Mozarts "Don Giovanni" ist das Drama der gewissenlosen Verführungsmaschinerie. Wieso da Faszination entsteht? Ihr böser Held und Mozarts seelenstarke Musik verbreiten den moralischen Morast verwandlungsvirtuos ins Gegenteil, in die maskuline Vitalität und den berauschenden Glanz eines Verführerhelden, der hier nicht auftrumpfen kann. Seine Opfer sind stärker, abwehrbereit. "Von den Frauen lassen?", verhöhnt Giovanni seines Kumpels Leporello Vorschlag, "sie sind mir so nötig wie das Brot, das ich esse, die Luft, die ich atme." Alle muss er lieben, denn "wer nur einer treu ist, ist gegen die anderen grausam". Singt das Monster der Liebe und der Frauen, an denen er scheitert.

Was haben Angela Merkel und Nicolas Sarkozy in dieser Aufführung zu suchen?

Mozart, der Feminist seines Jahrhunderts, hat die Frauen geliebt, er holt sie in all seinen Opern ganz nach vorn, befeuert ihre Verteidigungskraft, ermächtigt sie, den Männern Widerstand zu leisten mit subversiver List und Finesse.

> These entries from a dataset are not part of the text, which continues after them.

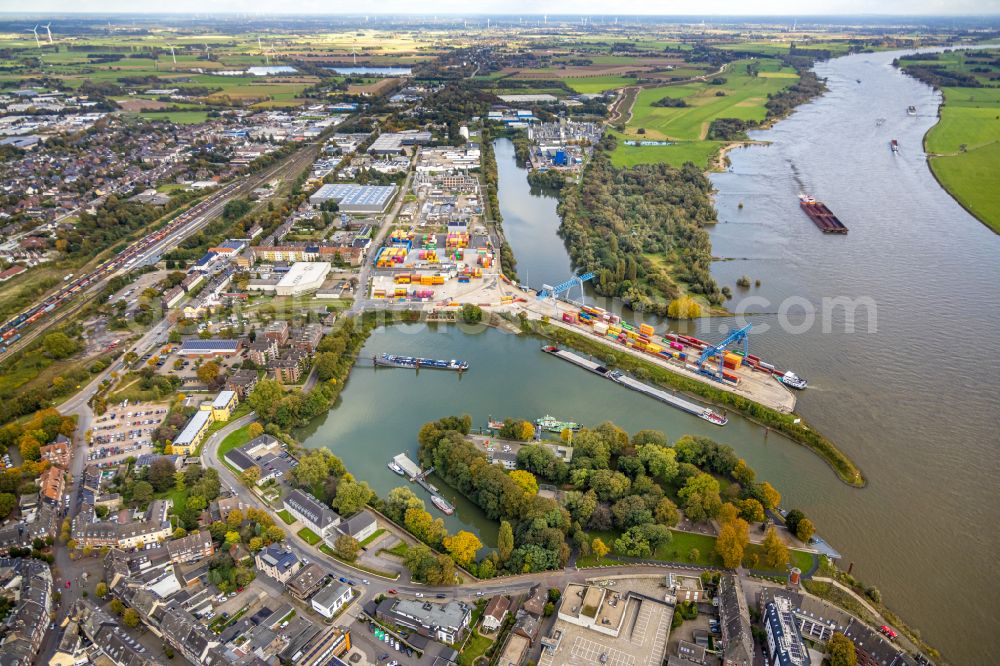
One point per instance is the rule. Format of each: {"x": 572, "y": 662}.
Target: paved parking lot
{"x": 125, "y": 431}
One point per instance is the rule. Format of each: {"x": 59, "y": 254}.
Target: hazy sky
{"x": 460, "y": 7}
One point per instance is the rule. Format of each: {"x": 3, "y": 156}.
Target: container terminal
{"x": 821, "y": 216}
{"x": 628, "y": 382}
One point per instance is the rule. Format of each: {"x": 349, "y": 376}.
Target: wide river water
{"x": 911, "y": 396}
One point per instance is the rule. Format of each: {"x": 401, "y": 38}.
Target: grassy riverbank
{"x": 846, "y": 470}
{"x": 963, "y": 148}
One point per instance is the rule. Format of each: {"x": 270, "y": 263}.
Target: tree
{"x": 352, "y": 496}
{"x": 666, "y": 513}
{"x": 526, "y": 480}
{"x": 751, "y": 510}
{"x": 161, "y": 474}
{"x": 208, "y": 373}
{"x": 775, "y": 550}
{"x": 7, "y": 503}
{"x": 505, "y": 541}
{"x": 684, "y": 308}
{"x": 346, "y": 547}
{"x": 265, "y": 398}
{"x": 59, "y": 345}
{"x": 733, "y": 538}
{"x": 841, "y": 650}
{"x": 142, "y": 492}
{"x": 130, "y": 618}
{"x": 700, "y": 497}
{"x": 805, "y": 530}
{"x": 463, "y": 547}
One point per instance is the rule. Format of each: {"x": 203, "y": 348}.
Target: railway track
{"x": 18, "y": 332}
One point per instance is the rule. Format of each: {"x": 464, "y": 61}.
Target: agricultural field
{"x": 741, "y": 96}
{"x": 963, "y": 148}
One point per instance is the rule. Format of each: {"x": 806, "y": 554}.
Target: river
{"x": 912, "y": 402}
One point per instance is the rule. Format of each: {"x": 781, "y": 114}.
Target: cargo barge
{"x": 821, "y": 216}
{"x": 394, "y": 361}
{"x": 626, "y": 381}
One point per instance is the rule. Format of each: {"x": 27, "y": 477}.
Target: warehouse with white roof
{"x": 302, "y": 278}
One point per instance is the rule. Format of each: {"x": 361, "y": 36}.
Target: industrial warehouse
{"x": 351, "y": 198}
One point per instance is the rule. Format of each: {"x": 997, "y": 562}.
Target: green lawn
{"x": 233, "y": 440}
{"x": 376, "y": 534}
{"x": 742, "y": 96}
{"x": 309, "y": 536}
{"x": 475, "y": 646}
{"x": 591, "y": 85}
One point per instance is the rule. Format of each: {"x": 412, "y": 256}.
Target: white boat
{"x": 792, "y": 380}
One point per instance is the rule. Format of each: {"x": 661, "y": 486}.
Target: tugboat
{"x": 552, "y": 424}
{"x": 792, "y": 380}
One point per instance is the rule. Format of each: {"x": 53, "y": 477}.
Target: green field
{"x": 592, "y": 85}
{"x": 742, "y": 96}
{"x": 964, "y": 146}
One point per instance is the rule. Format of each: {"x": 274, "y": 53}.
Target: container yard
{"x": 630, "y": 383}
{"x": 737, "y": 371}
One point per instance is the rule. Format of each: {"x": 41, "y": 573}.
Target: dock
{"x": 419, "y": 476}
{"x": 630, "y": 383}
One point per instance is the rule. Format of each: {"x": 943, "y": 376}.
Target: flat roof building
{"x": 304, "y": 276}
{"x": 354, "y": 198}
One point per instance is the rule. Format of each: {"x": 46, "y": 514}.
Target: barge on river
{"x": 626, "y": 381}
{"x": 821, "y": 216}
{"x": 394, "y": 361}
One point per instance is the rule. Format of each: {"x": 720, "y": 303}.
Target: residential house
{"x": 496, "y": 612}
{"x": 331, "y": 599}
{"x": 277, "y": 562}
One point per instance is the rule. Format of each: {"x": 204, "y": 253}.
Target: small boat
{"x": 713, "y": 417}
{"x": 552, "y": 424}
{"x": 792, "y": 380}
{"x": 443, "y": 505}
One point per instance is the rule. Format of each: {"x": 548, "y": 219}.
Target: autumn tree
{"x": 775, "y": 550}
{"x": 208, "y": 373}
{"x": 805, "y": 530}
{"x": 463, "y": 547}
{"x": 841, "y": 650}
{"x": 505, "y": 541}
{"x": 526, "y": 480}
{"x": 347, "y": 547}
{"x": 733, "y": 537}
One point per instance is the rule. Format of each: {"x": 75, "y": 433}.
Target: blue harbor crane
{"x": 548, "y": 291}
{"x": 719, "y": 350}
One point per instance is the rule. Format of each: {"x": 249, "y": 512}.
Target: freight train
{"x": 12, "y": 329}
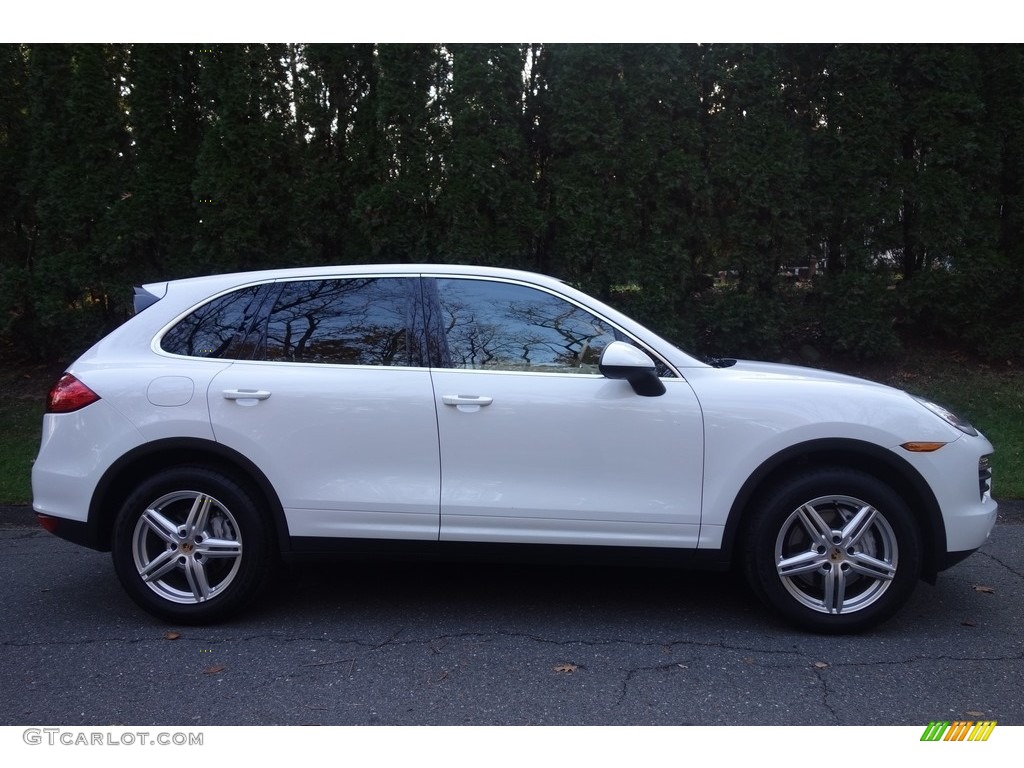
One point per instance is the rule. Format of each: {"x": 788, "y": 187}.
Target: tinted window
{"x": 360, "y": 322}
{"x": 501, "y": 326}
{"x": 218, "y": 329}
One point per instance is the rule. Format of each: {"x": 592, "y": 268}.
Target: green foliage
{"x": 734, "y": 323}
{"x": 854, "y": 313}
{"x": 639, "y": 172}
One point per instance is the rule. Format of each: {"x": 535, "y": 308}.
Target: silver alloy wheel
{"x": 837, "y": 554}
{"x": 186, "y": 547}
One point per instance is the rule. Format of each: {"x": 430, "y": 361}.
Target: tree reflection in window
{"x": 344, "y": 322}
{"x": 217, "y": 329}
{"x": 501, "y": 326}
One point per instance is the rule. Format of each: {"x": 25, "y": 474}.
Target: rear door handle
{"x": 246, "y": 396}
{"x": 466, "y": 399}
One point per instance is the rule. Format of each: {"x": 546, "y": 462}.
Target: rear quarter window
{"x": 220, "y": 328}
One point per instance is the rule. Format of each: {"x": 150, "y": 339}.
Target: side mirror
{"x": 622, "y": 360}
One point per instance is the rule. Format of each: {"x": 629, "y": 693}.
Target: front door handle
{"x": 466, "y": 399}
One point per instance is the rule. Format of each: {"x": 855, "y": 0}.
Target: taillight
{"x": 69, "y": 394}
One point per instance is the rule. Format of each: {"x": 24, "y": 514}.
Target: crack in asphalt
{"x": 992, "y": 557}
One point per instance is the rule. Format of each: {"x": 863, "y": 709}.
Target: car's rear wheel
{"x": 834, "y": 550}
{"x": 190, "y": 545}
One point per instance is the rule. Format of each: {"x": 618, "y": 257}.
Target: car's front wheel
{"x": 834, "y": 550}
{"x": 190, "y": 545}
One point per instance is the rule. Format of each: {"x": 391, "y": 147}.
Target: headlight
{"x": 948, "y": 416}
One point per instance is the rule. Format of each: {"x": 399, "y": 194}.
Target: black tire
{"x": 834, "y": 550}
{"x": 190, "y": 545}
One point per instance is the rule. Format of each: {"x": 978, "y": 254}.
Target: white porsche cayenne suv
{"x": 238, "y": 420}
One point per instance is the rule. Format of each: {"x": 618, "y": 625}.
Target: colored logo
{"x": 961, "y": 730}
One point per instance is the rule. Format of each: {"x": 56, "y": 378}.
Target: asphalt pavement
{"x": 448, "y": 644}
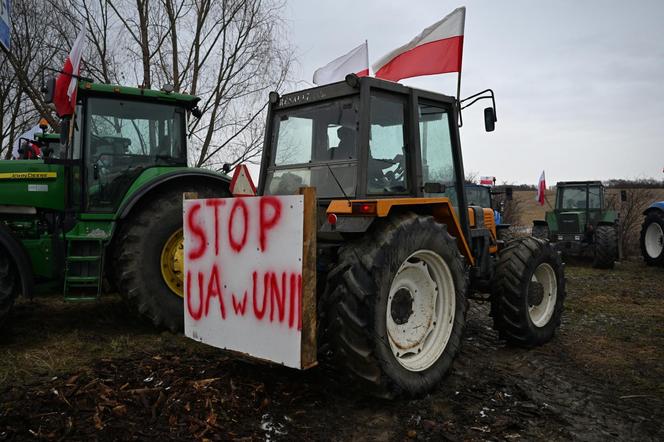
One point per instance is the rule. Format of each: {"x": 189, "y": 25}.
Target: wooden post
{"x": 309, "y": 344}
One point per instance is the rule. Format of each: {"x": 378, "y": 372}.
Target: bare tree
{"x": 630, "y": 214}
{"x": 230, "y": 53}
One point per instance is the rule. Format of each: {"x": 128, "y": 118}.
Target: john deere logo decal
{"x": 28, "y": 175}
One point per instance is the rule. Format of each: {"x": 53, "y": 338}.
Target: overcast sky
{"x": 579, "y": 84}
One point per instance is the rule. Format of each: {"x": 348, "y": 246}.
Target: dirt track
{"x": 601, "y": 378}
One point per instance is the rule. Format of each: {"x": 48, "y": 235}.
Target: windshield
{"x": 478, "y": 196}
{"x": 574, "y": 197}
{"x": 122, "y": 138}
{"x": 315, "y": 146}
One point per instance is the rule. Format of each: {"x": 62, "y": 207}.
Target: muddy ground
{"x": 89, "y": 371}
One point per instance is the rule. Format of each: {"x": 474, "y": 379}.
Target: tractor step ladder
{"x": 84, "y": 266}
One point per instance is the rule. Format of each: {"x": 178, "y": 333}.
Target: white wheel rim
{"x": 420, "y": 310}
{"x": 541, "y": 313}
{"x": 654, "y": 240}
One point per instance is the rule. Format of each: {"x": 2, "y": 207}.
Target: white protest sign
{"x": 243, "y": 275}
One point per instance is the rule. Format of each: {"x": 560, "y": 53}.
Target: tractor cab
{"x": 579, "y": 206}
{"x": 580, "y": 224}
{"x": 117, "y": 168}
{"x": 49, "y": 144}
{"x": 119, "y": 134}
{"x": 372, "y": 147}
{"x": 399, "y": 247}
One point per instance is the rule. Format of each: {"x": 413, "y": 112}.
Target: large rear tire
{"x": 606, "y": 247}
{"x": 8, "y": 282}
{"x": 652, "y": 238}
{"x": 397, "y": 305}
{"x": 528, "y": 292}
{"x": 148, "y": 256}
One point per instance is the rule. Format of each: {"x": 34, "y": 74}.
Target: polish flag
{"x": 66, "y": 85}
{"x": 354, "y": 62}
{"x": 437, "y": 50}
{"x": 541, "y": 189}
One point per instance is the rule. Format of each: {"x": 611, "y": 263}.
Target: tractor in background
{"x": 580, "y": 224}
{"x": 103, "y": 210}
{"x": 652, "y": 235}
{"x": 400, "y": 249}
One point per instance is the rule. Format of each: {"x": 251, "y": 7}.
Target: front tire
{"x": 528, "y": 292}
{"x": 652, "y": 238}
{"x": 606, "y": 247}
{"x": 8, "y": 286}
{"x": 148, "y": 259}
{"x": 398, "y": 305}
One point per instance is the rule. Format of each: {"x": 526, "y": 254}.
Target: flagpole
{"x": 71, "y": 131}
{"x": 463, "y": 27}
{"x": 459, "y": 97}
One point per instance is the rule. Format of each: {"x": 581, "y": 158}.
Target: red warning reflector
{"x": 368, "y": 208}
{"x": 241, "y": 184}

Drei liebende Frauen erheben sich gegen Giovanni, den Mörder von Donna Annas Vater: Slávka Zámecniková als die flammend rachedurstige Tochter, Elsa Dreisig als die wirklich liebende Donna Elvira mit loderndem Sopran, Serena Sáenz als die verführte Braut glockenhell. Das stimmgewaltige Terzett wird kontrapunktiert von Riccardo Fassi als nur beiläufigem Leporello, von Bogdan Volkov als jammerlappig dastehendem Don Ottavio sowie David Oštrek als Nebenfigur Masetto. Daniel Barenboim lässt im Klang der Staatskapelle alle schönen Details deutlich werden, doch seine extrem gedehnten Tempi können die musikalische Spannung nur selten herstellen.

Vincent Huguet hat mit Patrice Chereau gearbeitet, nur, dessen Weitblick im Denken und Bildklarheit ersetzt er, im laubsägeplattenbau grauen Bühnenraum von Aurélie Maestre, mit ambitiös kruden Regieeinfällen. Don Giovanni ist Fotograf geworden, und Huguet zeigt zu Beginn auf dem Monitor ein historisches Politikerfoto: Angela Merkel eng mit Nicolas Sarkozy - was soll das? Anwesend natürlich Laptop und Handy, geistesabwesend leider Giovannis Champagner-Arie, verschenkt die zerbröselte Friedhofsszene, zerfahren das finale Henkersmahl, prosaisch kalt Giovannis Tod: Der Komtur (Peter Rose) rächt sich aufgebahrt im Sarg, singt dann als beamteter Strafrichter das Urteil. Giovanni wird von Weißkitteln die Todesspritze verabreicht, danach kann er als Michael Volle sein eigenes Finalresümee gelangweilt am Bühnenrand beobachten. Unklar an der in der Substanz unbedarften Interpretation bleibt überhaupt, wieso eine so blass belichtete Männlichkeit Frauen überhaupt faszinieren sollte.